Reactions: Like Like:
2


----------



## Armchair

GriffinsRule said:


> It's not myopia. I'm just showing that your idea is not feasible in the near or medium term. And even if feasible, it's full of potential pitfalls. But again it's my opinion vs yours, so take it as that
> 
> As for your fully autonomous idea, what would happen in this hypothetical scenario? War breaks out, Pakistan launches a few of these fully autonomous uuvs towards different Indian ports. Takes them say 7 days to get there, war however ended after 5 days. Now they have shot their full load of weapons into ships (civil and military) at the port without reason during peacetime. What would be the fallout of that?
> 
> There are better technologies we can spend our time, brainpower and money towards that would yield far better results then and have a more far reaching impact then day UUVs. It's okay as far as though experiments go, but not realistic



Oh my. oh my. You imagine that a UUV would take 7 days to reach Mumbai port from Karachi? I'm afraid you need to re-evaluate the facts that you are living with.

Reactions: Like Like:
3


----------



## GriffinsRule

Armchair said:


> Oh my. oh my. You imagine that a UUV would take 7 days to reach Mumbai port from Karachi? I'm afraid you need to re-evaluate the facts that you are living with.

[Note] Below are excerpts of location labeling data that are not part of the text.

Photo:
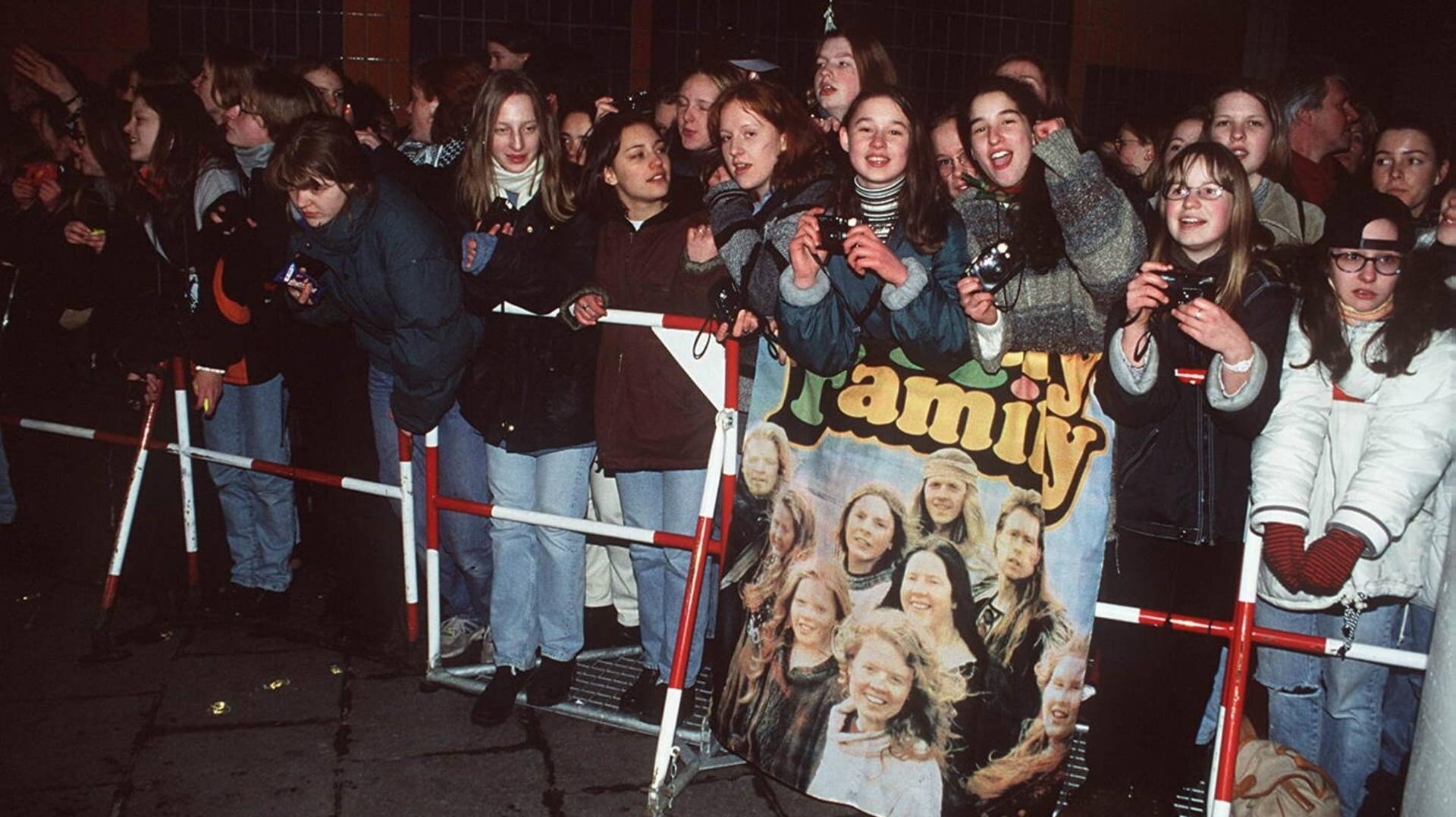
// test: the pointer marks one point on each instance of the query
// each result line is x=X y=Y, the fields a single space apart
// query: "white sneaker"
x=456 y=635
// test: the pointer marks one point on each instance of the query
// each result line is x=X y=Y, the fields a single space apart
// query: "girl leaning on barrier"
x=934 y=589
x=1053 y=207
x=654 y=426
x=529 y=388
x=1190 y=377
x=1247 y=120
x=1353 y=484
x=369 y=254
x=884 y=265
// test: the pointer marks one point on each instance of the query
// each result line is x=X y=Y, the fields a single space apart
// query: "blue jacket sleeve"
x=929 y=325
x=816 y=325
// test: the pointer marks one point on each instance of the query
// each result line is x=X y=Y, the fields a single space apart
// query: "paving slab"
x=237 y=772
x=258 y=687
x=492 y=781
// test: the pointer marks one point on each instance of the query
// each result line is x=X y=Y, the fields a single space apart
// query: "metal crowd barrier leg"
x=433 y=548
x=180 y=401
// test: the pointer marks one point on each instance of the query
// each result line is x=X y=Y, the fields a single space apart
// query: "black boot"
x=552 y=682
x=631 y=700
x=494 y=706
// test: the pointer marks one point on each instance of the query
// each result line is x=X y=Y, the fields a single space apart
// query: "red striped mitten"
x=1285 y=554
x=1331 y=559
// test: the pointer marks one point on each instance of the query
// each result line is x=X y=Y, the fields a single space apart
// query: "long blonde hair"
x=475 y=186
x=1036 y=753
x=1228 y=172
x=780 y=631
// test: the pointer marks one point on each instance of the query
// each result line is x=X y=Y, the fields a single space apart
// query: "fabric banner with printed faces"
x=912 y=578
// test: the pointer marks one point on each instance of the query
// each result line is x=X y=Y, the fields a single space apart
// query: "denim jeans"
x=6 y=493
x=609 y=565
x=1402 y=690
x=258 y=509
x=539 y=586
x=664 y=500
x=1324 y=706
x=465 y=539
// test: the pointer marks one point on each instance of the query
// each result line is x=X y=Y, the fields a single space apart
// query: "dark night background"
x=1114 y=55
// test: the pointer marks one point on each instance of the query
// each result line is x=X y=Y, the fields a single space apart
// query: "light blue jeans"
x=6 y=493
x=1402 y=690
x=465 y=539
x=258 y=509
x=541 y=573
x=1329 y=708
x=664 y=500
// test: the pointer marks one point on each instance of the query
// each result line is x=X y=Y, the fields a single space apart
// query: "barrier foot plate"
x=105 y=649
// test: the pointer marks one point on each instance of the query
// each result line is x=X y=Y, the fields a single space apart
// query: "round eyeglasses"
x=1354 y=262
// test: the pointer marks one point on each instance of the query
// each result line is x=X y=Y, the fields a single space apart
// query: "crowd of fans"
x=1266 y=278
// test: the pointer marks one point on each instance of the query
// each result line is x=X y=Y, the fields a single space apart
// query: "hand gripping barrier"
x=184 y=449
x=715 y=373
x=1242 y=635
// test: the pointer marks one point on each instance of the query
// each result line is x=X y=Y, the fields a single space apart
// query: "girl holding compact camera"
x=1190 y=376
x=886 y=267
x=530 y=385
x=1063 y=222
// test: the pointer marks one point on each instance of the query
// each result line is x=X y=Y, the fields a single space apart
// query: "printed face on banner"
x=971 y=506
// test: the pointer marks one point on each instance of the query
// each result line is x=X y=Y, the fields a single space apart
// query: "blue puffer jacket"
x=394 y=274
x=821 y=327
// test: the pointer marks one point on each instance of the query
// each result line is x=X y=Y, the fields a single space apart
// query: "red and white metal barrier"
x=1242 y=635
x=715 y=373
x=185 y=452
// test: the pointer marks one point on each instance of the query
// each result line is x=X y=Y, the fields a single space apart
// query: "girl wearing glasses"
x=1079 y=236
x=1188 y=376
x=1351 y=480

Haha, good try. First off there are a lot more ports of interest we would attack then just Mumbai, which btw I did not specify. Second, you can keep trying to playing with numbers to try to score cheap points but your idea still fails on its merits. The point of the hypothetical example was simple, war can end before your supposed fully autonomous sub ever reaches it's target. Only the most idiotic policy maker would ever use a weapon they can't control for as long as possible. But you can keep dreaming. No harm no foul there

Reactions: Like Like:
1


----------



## Armchair

GriffinsRule said:


> Haha, good try. First off there are a lot more ports of interest we would attack then just Mumbai, which btw I did not specify. Second, you can keep trying to playing with numbers to try to score cheap points but your idea still fails on its merits. The point of the hypothetical example was simple, war can end before your supposed fully autonomous sub ever reaches it's target. Only the most idiotic policy maker would ever use a weapon they can't control for as long as possible. But you can keep dreaming. No harm no foul there



So, you then admit that we can use such a simple autonomous UUV to attack Mumbai port during a war? How many ports and naval bases do you think we can attack with such a system? Even if that number is 5, imagine the nightmare such devices could create for these ports and naval bases. 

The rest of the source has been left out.